Inside the AKS cluster detail modal → DB Warmup section:

  • The DB select dropdown now appends a hint to any database whose warmup is infeasible on the current cluster topology, e.g. Core nucleotide (~250 GB) — too large for current cluster (add nodes or upgrade SKU). Such options are also disabled so they cannot be picked.
  • The Warmup button is disabled when the currently selected DB has feasible=false, with a tooltip showing the planner message.
  • Below the select, when the chosen DB has any non-ok plan status, a coloured advisory renders the message + every recommendation:
  • red ("Warmup blocked") for infeasible verdicts.
  • amber ("Warmup advisory") for ok_unknown_sku (informational — the action is still allowed because the planner is using the fallback 64 GiB RAM heuristic).
  • Defence-in-depth: handleStartWarmup re-checks feasibility and refuses with setStartError(...) if a keyboard / programmatic activation slips through the disabled button.

API / IaC diff summary

Frontend only

  • web/src/components/WarmupSection.tsx
  • downloadedQuery cache key now includes nodeCount and nodeSku (key prefix blast-databases-warmup), and listDatabases is called with the cluster topology so the backend attaches warmup_plan.
  • New planByName: Map<string, BlastWarmupPlan> index for O(1) lookup; selectedPlan and selectedInfeasible derived state.
  • Select <option> and Warmup <button> consume that state for disabled and title attributes.
  • New advisory block (role="alert" for infeasible / role="note" for advisory) renders message + recommendations.
  • handleStartWarmup short-circuits with a startError when selectedInfeasible is true.

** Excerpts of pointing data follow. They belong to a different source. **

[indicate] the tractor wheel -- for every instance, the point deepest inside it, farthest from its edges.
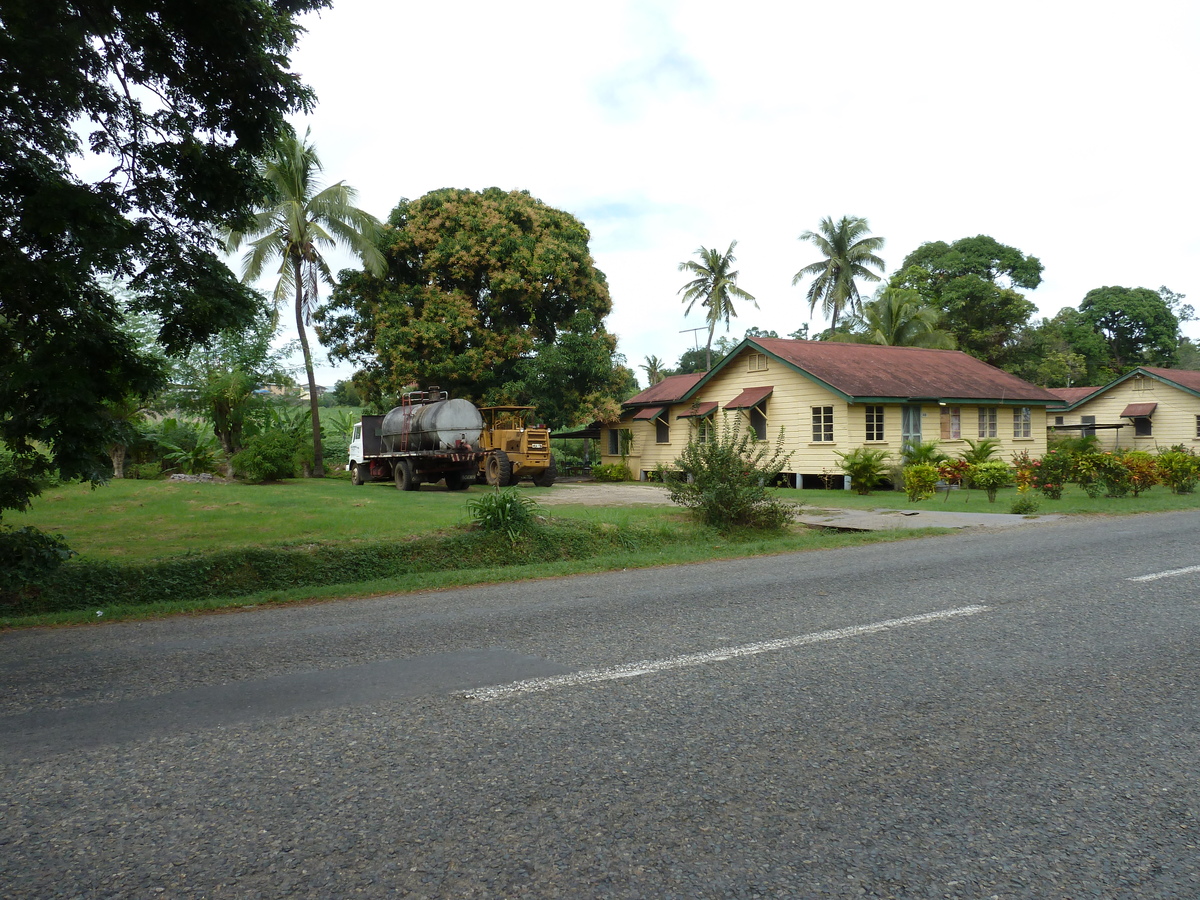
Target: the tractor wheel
(547, 475)
(405, 478)
(499, 469)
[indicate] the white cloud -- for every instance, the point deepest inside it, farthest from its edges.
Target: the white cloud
(1061, 130)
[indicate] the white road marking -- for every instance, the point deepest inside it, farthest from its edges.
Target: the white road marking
(631, 670)
(1168, 574)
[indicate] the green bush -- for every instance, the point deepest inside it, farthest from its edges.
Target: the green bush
(1179, 468)
(509, 511)
(1024, 505)
(612, 472)
(990, 477)
(28, 556)
(867, 467)
(726, 479)
(269, 456)
(921, 480)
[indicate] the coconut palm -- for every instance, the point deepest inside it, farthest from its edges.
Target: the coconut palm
(849, 253)
(898, 317)
(653, 369)
(714, 287)
(293, 223)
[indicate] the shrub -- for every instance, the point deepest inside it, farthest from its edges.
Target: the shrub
(726, 479)
(27, 557)
(1143, 471)
(990, 477)
(612, 472)
(867, 468)
(1024, 505)
(1179, 468)
(508, 511)
(267, 457)
(921, 480)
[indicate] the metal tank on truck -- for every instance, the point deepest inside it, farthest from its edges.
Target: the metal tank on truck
(429, 437)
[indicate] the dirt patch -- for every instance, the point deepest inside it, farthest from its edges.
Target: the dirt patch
(593, 493)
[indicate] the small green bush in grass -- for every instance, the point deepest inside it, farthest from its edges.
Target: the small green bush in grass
(921, 480)
(865, 466)
(509, 511)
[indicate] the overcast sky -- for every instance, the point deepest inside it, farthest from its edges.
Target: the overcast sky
(1066, 130)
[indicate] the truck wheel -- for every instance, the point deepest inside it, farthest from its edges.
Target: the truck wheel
(499, 469)
(547, 475)
(405, 478)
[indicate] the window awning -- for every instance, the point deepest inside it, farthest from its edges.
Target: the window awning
(697, 411)
(1137, 411)
(750, 397)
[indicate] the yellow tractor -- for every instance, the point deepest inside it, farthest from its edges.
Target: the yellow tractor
(515, 449)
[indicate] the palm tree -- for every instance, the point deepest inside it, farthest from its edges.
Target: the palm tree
(653, 370)
(714, 287)
(849, 255)
(898, 317)
(299, 217)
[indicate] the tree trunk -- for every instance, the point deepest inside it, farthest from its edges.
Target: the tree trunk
(318, 462)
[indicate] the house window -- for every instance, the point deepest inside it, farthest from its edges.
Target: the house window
(1023, 423)
(875, 423)
(663, 430)
(952, 423)
(987, 421)
(759, 421)
(822, 424)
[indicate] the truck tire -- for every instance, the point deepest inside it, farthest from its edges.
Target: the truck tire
(499, 469)
(405, 478)
(546, 477)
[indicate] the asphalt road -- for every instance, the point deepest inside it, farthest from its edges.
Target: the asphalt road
(1003, 714)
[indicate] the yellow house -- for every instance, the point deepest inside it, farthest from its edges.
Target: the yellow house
(1146, 409)
(828, 397)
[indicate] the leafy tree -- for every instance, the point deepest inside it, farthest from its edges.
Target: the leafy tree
(714, 287)
(973, 282)
(1137, 323)
(847, 253)
(478, 285)
(180, 102)
(297, 219)
(897, 317)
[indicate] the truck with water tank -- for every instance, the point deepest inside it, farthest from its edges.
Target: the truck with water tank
(427, 438)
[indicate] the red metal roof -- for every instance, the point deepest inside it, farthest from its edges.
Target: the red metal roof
(863, 370)
(648, 413)
(1135, 411)
(750, 397)
(1072, 395)
(1185, 377)
(669, 390)
(699, 411)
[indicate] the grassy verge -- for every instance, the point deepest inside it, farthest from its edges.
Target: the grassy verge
(154, 549)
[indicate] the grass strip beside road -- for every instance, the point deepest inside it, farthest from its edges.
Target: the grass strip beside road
(181, 547)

No backend, infra, or test surface changes. The Phase 1 backend already returns warmup_plan whenever cluster topology is supplied.

Validation evidence

$ cd web && npm run build
✓ built in 4.41s
dist/assets/index-C442UjBr.js   671.97 kB │ gzip: 183.17 kB
$ uv run pytest -q api/tests
(unchanged from Phase 1 — no backend code touched in this follow-up)

Live SPA: cluster detail modal opens; the DB Warmup select renders the candidates list; backend /api/blast/databases?...&num_nodes=...& machine_type=... returns warmup_plan per row (verified earlier). The advisory renders only when a DB is actually selected, so the section keeps its previous "empty" appearance until the user picks a candidate.

Hardening review

  • No new dependencies. Pure additions to an existing component.
  • Cache key change is non-breaking. The previous cache entry (no topology suffix) was only consumed inside this component; nothing else keys off ["blast-databases-warmup", ...]. Other pages (Dashboard ClusterItem, BLAST Submit) keep their own cache namespaces.
  • No SAS, no ARM round trip added. Plan computation is server- side and already covered by Phase 1 hardening.
  • XSS safe. All planner strings render through React's text interpolation or the title attribute (browser does not parse title as HTML).
  • Defence in depth. Disabled button is paired with a guard in handleStartWarmup. A future malicious / scripted caller would also be rejected by the backend orchestrator's own preflight, so this is purely a UX guard.

Follow-ups (unchanged from Phase 1)

  • Phase 2 — actual vmtouch DaemonSet (Celery task), gated by a server-side preflight that re-runs the planner.
  • Phase 3 — per-DB × stage matrix view on the AKS card.
  • ComputeSection — wire the same plan signal into the BLAST submit page once the precision-sharding rework in the sibling session lands. The plan should at minimum render an inline warning when the user picks a DB whose warmup would refuse on the cluster they selected; whether it should hard-block submit is a product decision (the BLAST job will still run, just much slower).